I’ve just published my first book review for John Upham’s British Chess News website, which you can read here

Last week’s puzzle is taken from this book: an impressive conclusion by Gustav Neumann, sacrificing a bishop, a queen and a knight to force a two rook checkmate.

 

The solution (main lines only: you can work out the rest for yourself) is:

1. Bb5+ Kxb5 2. Qc4+ Kxc4 3. Na3+ Kc3 4. Rac1+ Kb4 5. Rb1+ Kxa3 6. Bc1+ Kxa2 7. Rb2+ Ka3 (7… Ka1 8. Re2 Bxf3+ 9. Bg5#) 8. Rd3+ Ka4 9. Rd4+ Ka3 10.
Rxb7+ Ka2 11. Ra4#

The subvariation on move 7 is particularly interesting. The other lines are all checks, but in this line White has to find the precise quiet move 8. Re2, an anticipatory closure of the h5-d1 diagonal so that the bishop can’t capture the rook on d1. White then has the cross-check and mate Bg5.

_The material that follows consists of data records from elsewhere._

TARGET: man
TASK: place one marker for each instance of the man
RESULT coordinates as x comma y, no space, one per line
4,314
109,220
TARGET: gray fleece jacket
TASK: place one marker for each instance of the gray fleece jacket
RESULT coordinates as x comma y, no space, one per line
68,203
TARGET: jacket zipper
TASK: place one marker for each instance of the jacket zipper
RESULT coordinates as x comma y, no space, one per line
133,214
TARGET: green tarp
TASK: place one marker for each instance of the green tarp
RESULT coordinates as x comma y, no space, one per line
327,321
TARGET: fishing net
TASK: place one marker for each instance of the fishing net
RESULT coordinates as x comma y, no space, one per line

A position that should be in every tactics book, but I don’t recall seeing it before.

 

As well as reading this book I’m currently engrossed in my long-term project of analysis the nearly 17000 games played over 30 years in my RJCC database looking for interesting puzzles.

This week’s puzzle is another, slightly easier, test of your analytical abilities. It comes from a 1999 inter-area U11 competition between Richmond, Wey Valley, Barnet and Sussex, four of the country’s top primary school teams at the time. Sam Burgess (Wey Valley) v Scott Lympany (Sussex).

puzzle37

It’s Black’s move. How should the game continue?